Während der Corona-Pandemie boomten bei Baumärkten besonders Pools, Grills und Outdoormöbel. Im Unterschied zu anderen Geschäften durften sie - mit Auflagen - in einigen Bundesländern geöffnet bleiben. Der Hornbach-Konzern spricht von «Glück im Unglück».
Hornbach Holding
Der Baumarkt Hornbach blickt auf das laufende Geschäftsjahr. - dpa-infocom GmbH

Das Wichtigste in Kürze

  • Die Baumarkt-Gruppe Hornbach blickt aufgrund der hohen Unsicherheiten durch die Corona-Krise weiter vorsichtig aufs laufende Geschäftsjahr.

Obwohl das Ende Mai zu Ende gehende erste Quartal bei Umsatz und bereinigtem operativen Ergebnis (Ebit) voraussichtlich deutlich über den Vorjahreswerten liegen dürfte, sieht das Management für die restlichen neun Monate erhebliche konjunkturelle Risiken, wie die Hornbach Holding am Mittwoch im pfälzischen Neustadt an der Weinstrasse mitteilte.

Im Unterschied zu vielen anderen Geschäften durften Baumärkte während der Pandemie - mit Auflagen - in einigen Bundesländern geöffnet bleiben. Die Begründung: Sie decken den Grundbedarf, gelten daher als «systemrelevant». Gefragt gewesen sei alles, was Haus und Garten verschönere - bis hin zu Pools, hiess es bei der Bilanzpressekonferenz, die wegen der Corona-Krise online stattfand.

Bei vielen Kaufentscheidungen in den vergangenen Wochen hätten sicher auch «schöne Projekte», die man mit den Kindern verwirklichen könne, eine Rolle gespielt. Auch Produkte für Corona-Schutzmassnahmen seien sehr gefragt gewesen - im Unterschied zu Waren, die in Baumärkten eine Beratung und damit körperliche Nähe nötig machen würden.

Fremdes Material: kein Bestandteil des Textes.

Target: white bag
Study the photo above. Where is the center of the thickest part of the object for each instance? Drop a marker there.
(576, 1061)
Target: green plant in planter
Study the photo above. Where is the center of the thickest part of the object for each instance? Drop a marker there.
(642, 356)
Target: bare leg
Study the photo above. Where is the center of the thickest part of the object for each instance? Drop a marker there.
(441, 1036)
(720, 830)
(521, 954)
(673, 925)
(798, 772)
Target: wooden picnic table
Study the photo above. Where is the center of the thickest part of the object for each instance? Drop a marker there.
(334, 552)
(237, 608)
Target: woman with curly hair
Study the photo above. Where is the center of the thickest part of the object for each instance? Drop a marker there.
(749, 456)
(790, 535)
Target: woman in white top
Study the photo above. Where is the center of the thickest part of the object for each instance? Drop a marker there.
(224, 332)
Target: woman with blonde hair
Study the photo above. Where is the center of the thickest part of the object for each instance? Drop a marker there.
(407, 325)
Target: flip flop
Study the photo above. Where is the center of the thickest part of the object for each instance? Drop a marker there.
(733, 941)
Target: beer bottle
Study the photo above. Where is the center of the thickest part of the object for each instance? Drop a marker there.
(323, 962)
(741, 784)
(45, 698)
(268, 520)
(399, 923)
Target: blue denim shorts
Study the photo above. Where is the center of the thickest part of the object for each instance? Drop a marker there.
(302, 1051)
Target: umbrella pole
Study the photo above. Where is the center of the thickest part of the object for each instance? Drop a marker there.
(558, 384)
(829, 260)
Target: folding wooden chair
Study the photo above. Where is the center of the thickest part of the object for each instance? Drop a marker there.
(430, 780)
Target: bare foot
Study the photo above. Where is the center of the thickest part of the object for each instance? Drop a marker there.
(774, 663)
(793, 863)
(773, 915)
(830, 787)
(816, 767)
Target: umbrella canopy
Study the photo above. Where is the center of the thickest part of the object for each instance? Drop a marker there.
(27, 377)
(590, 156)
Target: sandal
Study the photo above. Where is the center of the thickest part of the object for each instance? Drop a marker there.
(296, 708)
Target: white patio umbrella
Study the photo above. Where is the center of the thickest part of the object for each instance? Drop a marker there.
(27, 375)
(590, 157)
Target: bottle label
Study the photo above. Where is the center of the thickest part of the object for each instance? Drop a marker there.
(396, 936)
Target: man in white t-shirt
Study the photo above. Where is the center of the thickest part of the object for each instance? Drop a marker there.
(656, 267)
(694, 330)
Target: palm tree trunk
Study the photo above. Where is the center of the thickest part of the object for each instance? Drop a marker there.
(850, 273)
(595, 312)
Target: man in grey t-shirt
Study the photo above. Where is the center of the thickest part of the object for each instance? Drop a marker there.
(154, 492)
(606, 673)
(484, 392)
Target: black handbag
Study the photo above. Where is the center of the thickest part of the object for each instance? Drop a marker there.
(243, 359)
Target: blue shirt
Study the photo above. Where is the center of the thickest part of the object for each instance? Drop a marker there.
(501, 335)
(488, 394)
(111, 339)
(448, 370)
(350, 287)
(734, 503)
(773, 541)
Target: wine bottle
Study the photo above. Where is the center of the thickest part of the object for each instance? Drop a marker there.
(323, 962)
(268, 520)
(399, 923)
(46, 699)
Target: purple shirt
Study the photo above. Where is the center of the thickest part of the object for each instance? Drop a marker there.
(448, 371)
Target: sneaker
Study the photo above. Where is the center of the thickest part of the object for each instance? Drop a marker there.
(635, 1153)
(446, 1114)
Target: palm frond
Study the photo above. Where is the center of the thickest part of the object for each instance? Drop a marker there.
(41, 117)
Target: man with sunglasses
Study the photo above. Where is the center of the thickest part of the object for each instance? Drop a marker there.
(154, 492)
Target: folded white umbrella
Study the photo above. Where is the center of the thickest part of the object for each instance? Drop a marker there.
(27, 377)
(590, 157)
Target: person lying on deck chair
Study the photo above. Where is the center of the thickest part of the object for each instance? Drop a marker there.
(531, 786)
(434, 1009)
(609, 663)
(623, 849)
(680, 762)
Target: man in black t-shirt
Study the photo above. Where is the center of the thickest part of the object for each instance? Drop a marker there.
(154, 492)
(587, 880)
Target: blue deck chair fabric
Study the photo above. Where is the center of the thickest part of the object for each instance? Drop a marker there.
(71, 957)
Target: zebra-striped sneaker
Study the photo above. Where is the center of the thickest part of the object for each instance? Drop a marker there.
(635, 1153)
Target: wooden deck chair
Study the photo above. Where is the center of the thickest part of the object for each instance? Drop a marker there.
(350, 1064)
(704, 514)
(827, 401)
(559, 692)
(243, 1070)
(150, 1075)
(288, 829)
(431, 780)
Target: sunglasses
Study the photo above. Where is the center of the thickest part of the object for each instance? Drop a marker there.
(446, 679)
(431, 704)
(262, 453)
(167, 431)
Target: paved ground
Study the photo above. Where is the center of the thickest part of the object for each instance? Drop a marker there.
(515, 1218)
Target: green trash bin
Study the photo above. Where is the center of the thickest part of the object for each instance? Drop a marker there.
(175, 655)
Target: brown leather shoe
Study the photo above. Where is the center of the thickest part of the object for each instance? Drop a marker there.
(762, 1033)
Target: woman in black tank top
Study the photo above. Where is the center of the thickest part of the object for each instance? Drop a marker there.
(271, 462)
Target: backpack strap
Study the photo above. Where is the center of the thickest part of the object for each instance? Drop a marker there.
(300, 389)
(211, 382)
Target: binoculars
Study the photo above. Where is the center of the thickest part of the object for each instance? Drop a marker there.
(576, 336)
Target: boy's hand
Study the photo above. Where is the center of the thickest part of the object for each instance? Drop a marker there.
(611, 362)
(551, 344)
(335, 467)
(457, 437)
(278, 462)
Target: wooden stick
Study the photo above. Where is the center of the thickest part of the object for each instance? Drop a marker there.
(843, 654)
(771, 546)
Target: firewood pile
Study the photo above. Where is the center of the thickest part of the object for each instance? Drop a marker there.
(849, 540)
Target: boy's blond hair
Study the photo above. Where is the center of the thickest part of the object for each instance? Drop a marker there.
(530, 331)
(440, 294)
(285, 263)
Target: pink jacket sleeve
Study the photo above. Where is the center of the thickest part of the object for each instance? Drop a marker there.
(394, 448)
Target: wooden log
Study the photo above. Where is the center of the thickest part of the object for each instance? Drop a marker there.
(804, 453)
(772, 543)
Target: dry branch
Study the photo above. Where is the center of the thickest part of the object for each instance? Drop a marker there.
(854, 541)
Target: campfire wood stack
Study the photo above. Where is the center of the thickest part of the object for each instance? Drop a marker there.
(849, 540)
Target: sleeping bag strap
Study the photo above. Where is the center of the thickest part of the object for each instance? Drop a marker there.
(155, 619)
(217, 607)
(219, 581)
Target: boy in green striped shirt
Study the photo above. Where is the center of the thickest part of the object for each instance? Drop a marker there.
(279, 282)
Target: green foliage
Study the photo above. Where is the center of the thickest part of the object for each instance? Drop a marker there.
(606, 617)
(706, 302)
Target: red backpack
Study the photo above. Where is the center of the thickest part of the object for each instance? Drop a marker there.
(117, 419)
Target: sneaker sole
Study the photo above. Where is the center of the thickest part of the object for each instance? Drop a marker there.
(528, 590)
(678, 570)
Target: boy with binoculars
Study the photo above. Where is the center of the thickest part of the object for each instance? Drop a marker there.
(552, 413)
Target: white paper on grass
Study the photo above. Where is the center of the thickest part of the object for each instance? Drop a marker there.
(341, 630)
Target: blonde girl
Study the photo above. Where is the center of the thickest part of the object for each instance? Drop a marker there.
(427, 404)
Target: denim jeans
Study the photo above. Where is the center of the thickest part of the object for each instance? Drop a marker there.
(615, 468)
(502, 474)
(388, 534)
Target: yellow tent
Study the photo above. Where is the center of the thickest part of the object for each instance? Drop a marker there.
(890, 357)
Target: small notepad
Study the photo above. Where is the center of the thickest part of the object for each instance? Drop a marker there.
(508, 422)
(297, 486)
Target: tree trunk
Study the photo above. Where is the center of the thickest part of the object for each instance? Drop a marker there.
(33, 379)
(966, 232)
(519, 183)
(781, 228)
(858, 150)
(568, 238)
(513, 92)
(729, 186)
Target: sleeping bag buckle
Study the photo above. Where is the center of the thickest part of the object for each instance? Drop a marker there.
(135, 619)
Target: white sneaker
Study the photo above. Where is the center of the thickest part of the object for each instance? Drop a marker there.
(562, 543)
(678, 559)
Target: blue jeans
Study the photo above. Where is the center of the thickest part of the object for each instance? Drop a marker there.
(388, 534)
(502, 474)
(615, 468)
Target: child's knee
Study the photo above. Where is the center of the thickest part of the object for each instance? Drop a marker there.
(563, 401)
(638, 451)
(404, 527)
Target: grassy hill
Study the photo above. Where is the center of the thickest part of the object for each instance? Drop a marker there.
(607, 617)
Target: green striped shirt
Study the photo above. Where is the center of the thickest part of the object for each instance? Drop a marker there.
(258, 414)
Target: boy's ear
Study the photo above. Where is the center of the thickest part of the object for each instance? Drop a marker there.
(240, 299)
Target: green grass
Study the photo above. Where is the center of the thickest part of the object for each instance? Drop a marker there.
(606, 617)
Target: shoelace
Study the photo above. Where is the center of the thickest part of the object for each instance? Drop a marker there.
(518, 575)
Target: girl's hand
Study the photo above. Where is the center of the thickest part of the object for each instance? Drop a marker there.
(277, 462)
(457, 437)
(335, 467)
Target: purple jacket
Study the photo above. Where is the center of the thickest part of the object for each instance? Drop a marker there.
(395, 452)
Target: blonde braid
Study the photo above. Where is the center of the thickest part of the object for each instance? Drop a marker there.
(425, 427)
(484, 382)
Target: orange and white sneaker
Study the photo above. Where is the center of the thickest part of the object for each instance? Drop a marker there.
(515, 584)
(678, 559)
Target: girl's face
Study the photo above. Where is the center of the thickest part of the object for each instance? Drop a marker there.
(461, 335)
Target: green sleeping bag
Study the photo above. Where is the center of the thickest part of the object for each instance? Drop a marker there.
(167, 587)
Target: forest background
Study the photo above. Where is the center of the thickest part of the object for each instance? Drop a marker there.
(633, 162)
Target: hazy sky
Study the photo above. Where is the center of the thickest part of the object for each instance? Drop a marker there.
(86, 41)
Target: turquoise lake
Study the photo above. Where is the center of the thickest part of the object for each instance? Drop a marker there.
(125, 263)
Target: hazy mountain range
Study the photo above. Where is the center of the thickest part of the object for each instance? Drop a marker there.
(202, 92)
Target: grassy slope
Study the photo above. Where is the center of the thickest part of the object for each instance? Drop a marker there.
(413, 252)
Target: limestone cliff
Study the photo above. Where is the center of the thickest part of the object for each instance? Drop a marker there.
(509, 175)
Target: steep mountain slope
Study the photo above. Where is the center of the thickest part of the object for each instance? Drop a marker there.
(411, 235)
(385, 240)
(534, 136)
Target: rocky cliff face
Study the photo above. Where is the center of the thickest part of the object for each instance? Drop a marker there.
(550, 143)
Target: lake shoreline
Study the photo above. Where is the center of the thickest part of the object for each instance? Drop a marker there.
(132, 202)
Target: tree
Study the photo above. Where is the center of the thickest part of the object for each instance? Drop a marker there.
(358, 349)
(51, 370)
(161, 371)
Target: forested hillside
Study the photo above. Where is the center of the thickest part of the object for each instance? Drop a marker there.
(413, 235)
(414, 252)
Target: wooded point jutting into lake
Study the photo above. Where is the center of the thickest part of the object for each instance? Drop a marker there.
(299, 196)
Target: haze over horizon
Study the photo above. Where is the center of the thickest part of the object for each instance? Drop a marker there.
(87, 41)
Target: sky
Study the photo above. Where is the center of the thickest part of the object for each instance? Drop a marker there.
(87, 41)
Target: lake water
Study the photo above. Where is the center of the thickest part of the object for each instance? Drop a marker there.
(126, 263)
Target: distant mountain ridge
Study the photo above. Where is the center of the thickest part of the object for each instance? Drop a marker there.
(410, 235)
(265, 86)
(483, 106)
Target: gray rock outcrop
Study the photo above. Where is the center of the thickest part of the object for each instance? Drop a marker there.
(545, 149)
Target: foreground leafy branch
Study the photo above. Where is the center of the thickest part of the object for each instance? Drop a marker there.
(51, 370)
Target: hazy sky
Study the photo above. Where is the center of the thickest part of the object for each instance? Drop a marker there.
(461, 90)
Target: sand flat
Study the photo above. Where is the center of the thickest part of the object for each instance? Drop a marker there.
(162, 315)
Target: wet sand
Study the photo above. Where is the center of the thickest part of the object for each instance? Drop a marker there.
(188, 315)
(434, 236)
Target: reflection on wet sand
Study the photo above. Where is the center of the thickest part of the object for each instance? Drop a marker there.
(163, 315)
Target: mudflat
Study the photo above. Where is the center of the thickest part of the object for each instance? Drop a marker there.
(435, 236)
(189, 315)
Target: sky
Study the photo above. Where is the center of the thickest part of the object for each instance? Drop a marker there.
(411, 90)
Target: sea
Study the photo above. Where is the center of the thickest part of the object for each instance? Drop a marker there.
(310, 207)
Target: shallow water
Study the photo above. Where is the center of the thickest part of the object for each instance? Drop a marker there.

«Eigentlich müsste das Geschäftsjahr 2019/20 ein Grund zur Freude sein, aber in Anbetracht der Corona-Pandemie geraten die Erfolge der Vergangenheit schnell in den Hintergrund», sagte der Vorstandsvorsitzende der Hornbach Baumarkt AG, Erich Harsch. Hornbach habe «Glück im Unglück» gehabt - zahlreiche Märkte mussten nicht schliessen. «Insgesamt konnten die hohen Umsätze der geöffneten Märkte und der Onlineshops die Corona-bedingten Umsatzeinbussen im weiteren Verlauf des Frühjahrsquartals mehr und mehr überkompensieren.» Der Zulauf unterstreiche die «Systemrelevanz» der Branche, meinte er.

Der Jahresumsatz soll demnach auf Vorjahresniveau liegen und das bereinigte operative Ergebnis (Ebit) leicht unter dem Niveau des Geschäftsjahres 2019/2020. Wie bereits bekannt, hatte der Konzern im vergangenen Jahr unter anderem von einer guten Kundennachfrage und milderen Wintermonaten profitiert. Während die Erlöse um 8,4 Prozent auf 4,7 Milliarden Euro stiegen, kletterte das bereinigte Ebit um rund 68 Prozent auf 227 Millionen Euro. Unter dem Strich stand vor Anteilen Dritter ein deutlich gesteigerter Konzernjahresüberschuss von 123,3 Millionen Euro nach 75,1 Millionen Euro ein Jahr zuvor.

In den ersten drei Monaten des neuen Geschäftsjahrs habe sich die Umsatz- und Ertragsentwicklung trotz der Massnahmen zur Eindämmung der Pandemie erfreulich krisenfest gezeigt, hiess es weiter.